Kilka dni po skandalu Anna Skura pojawiła się na salonach! Czy schudła po porodzie? Zobacz jej zdjęcia!
Kilka dni po skandalu Anna Skura pojawiła się na salonach! Czy schudła po porodzie? Zobacz jej zdjęcia!
1 z 4
Anna Skura jest jedną z najpopularniejszych blogerek-podróżniczek. Niedawno została mamą i okazało się, że model macierzyństwa, który wybrała spotyka się z ogromną falą hejtu. Już w ciąży blogerka pokazała, że nie zamierza rezygnować ze swojego stylu życia.

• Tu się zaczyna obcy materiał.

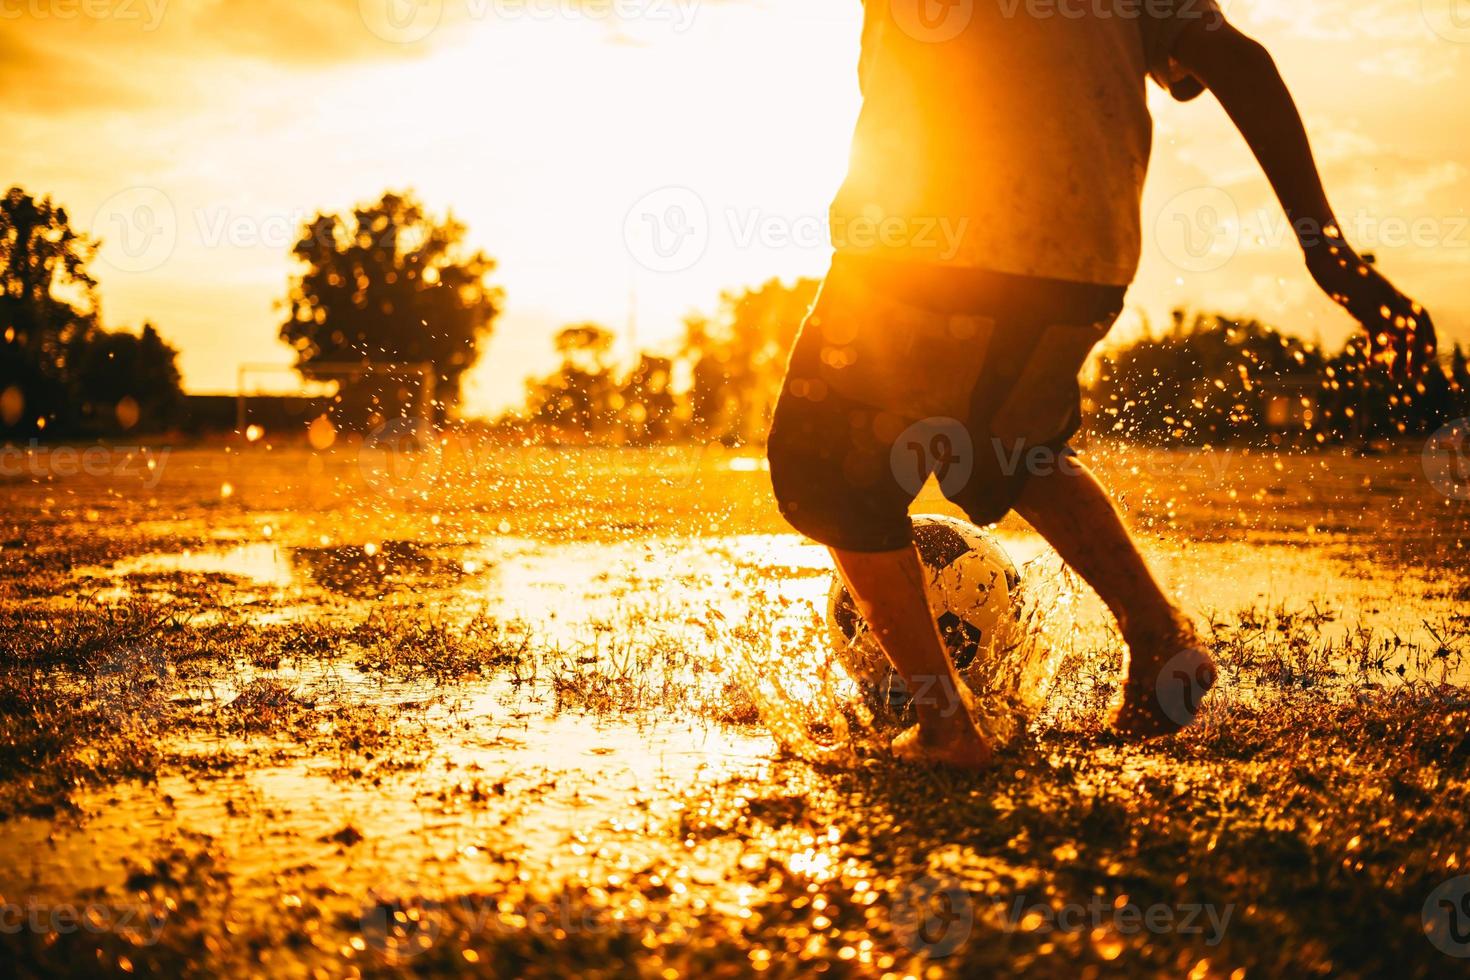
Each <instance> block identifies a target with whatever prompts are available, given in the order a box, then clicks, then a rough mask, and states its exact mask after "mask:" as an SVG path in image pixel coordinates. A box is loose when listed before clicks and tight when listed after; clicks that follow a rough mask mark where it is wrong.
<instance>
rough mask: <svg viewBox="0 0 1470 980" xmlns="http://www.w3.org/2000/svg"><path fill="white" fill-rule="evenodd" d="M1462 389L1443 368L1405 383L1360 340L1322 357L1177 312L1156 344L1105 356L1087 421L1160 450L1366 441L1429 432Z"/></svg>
mask: <svg viewBox="0 0 1470 980" xmlns="http://www.w3.org/2000/svg"><path fill="white" fill-rule="evenodd" d="M1460 391H1461V389H1460V388H1457V385H1455V383H1454V381H1452V378H1449V376H1446V375H1445V372H1444V369H1442V366H1441V364H1439V363H1438V361H1433V363H1430V364H1429V367H1427V369H1426V370H1424V373H1423V375H1421V376H1420V378H1417V379H1414V381H1413V382H1408V383H1401V382H1399V381H1397V379H1394V378H1392V376H1391V375H1389V372H1388V370H1386V369H1385V367H1383V366H1382V364H1377V363H1374V361H1373V360H1372V359H1370V351H1369V342H1367V338H1364V336H1361V335H1354V336H1352V338H1349V339H1348V342H1347V344H1345V345H1344V348H1342V351H1341V353H1339V354H1336V356H1332V357H1326V356H1324V354H1323V353H1322V350H1320V348H1317V345H1314V344H1308V342H1305V341H1301V339H1298V338H1294V336H1289V335H1286V334H1282V332H1279V331H1276V329H1272V328H1269V326H1264V325H1263V323H1260V322H1257V320H1233V319H1230V317H1225V316H1219V314H1210V316H1194V317H1189V316H1186V314H1185V313H1183V311H1182V310H1176V311H1175V314H1173V326H1172V329H1170V331H1169V332H1167V334H1164V335H1163V336H1158V338H1155V336H1144V338H1141V339H1138V341H1135V342H1132V344H1129V345H1126V347H1123V348H1120V350H1116V351H1111V353H1108V354H1105V356H1104V357H1103V359H1101V370H1100V372H1098V378H1097V381H1095V382H1094V385H1092V389H1091V395H1092V401H1094V406H1095V410H1094V411H1095V414H1094V417H1092V419H1091V420H1089V423H1091V426H1092V428H1094V429H1095V430H1100V432H1111V433H1116V435H1122V436H1125V438H1132V439H1139V441H1148V442H1161V444H1185V445H1191V444H1202V442H1213V444H1217V442H1232V441H1247V442H1277V441H1282V439H1283V438H1288V436H1292V438H1302V439H1305V441H1308V442H1314V444H1324V442H1333V441H1348V442H1364V441H1372V439H1391V438H1397V436H1402V435H1421V433H1424V432H1429V430H1432V429H1433V428H1436V426H1439V425H1442V423H1444V422H1445V420H1446V419H1449V417H1454V416H1455V414H1457V413H1458V408H1457V406H1458V404H1460V401H1461V398H1460ZM1274 414H1283V417H1273V416H1274Z"/></svg>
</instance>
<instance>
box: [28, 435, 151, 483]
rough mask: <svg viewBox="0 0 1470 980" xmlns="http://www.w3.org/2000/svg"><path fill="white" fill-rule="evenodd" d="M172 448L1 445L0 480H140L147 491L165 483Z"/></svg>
mask: <svg viewBox="0 0 1470 980" xmlns="http://www.w3.org/2000/svg"><path fill="white" fill-rule="evenodd" d="M171 453H172V450H171V448H169V447H160V448H157V450H151V448H147V447H141V445H90V447H87V448H78V447H71V445H56V447H53V445H43V444H41V441H40V439H31V441H29V444H26V445H25V447H24V448H22V447H18V445H0V476H9V478H24V476H31V478H34V479H68V478H72V476H94V478H107V479H110V480H113V482H115V483H121V482H122V480H132V479H137V480H138V482H141V483H143V488H144V489H153V488H154V486H157V485H159V483H160V482H162V480H163V470H165V467H166V466H168V461H169V454H171Z"/></svg>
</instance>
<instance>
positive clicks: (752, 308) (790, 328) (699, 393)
mask: <svg viewBox="0 0 1470 980" xmlns="http://www.w3.org/2000/svg"><path fill="white" fill-rule="evenodd" d="M819 285H820V284H819V282H817V281H816V279H797V281H795V282H794V284H791V285H786V284H785V282H782V281H781V279H770V281H767V282H766V284H763V285H760V287H757V288H754V289H741V291H729V292H722V294H720V309H719V313H717V316H716V317H714V319H713V320H709V319H704V317H698V316H695V317H689V319H688V320H685V335H684V351H682V353H681V357H682V359H684V360H685V361H686V363H688V364H689V373H691V376H692V386H691V391H689V401H691V408H692V419H691V425H692V428H694V432H692V435H697V436H701V438H713V439H722V441H726V442H757V444H759V442H761V441H764V438H766V432H767V430H769V429H770V413H772V410H773V408H775V406H776V397H778V395H779V394H781V382H782V378H784V376H785V372H786V357H788V356H789V353H791V345H792V344H794V342H795V338H797V331H798V329H800V328H801V322H803V320H804V319H806V314H807V310H810V307H811V303H813V300H814V298H816V294H817V288H819Z"/></svg>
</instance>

W ciągu 9 miesięcy odbyła ponad 40 podróży samolotem, poruszyła tym samym ważny dla wielu kobiet temat - czy loty samolotem są bezpieczne w czasie ciąży. Kolejne kontrowersje były związane z imieniem, jakie wybrała blogerka dla córki, Melody Imaan.
Autorka bloga What anna wears nie unika też branżowych imprez, przy czym podkreśla, że jej dziecko ma w tym czasie zawsze zapewnioną doskonałą opiekę. Tym razem Anna pojawiła się na imprezie Joy Influencer roku 2018. Zachwyca idealną figurą, którą podkreśliła dopasowana, seksowna sukienka. Czy tym wyjściem po raz kolejny blogerka narazi się na negatywne komentarze ze strony innych matek? Zajrzyjcie do galerii i zobaczcie seksowną stylizację Anny Skury!
2 z 4
Tym razem Anna Skura zdecydowała się na bardzo dopasowaną sukienkę w czarno-białą, drobną kratę. Stylizacja idealnie podkreślała figurę blogerki, a ozdobne falbany przyciągały wzrok i sprawiły, że prezentowała się bardzo oryginalnie. Uzupełnieniem stylizacji były czarne buty z kokardami i subtelna biżuteria.
3 z 4
Anna Skura na imprezie Joy Influencer zaskoczyła też swoją fryzurą. Proste, gładko zaczesane włosy to niecodzienny widok. Blogerka zazwyczaj wybiera miękkie fale lub lekko pokręcone włosy.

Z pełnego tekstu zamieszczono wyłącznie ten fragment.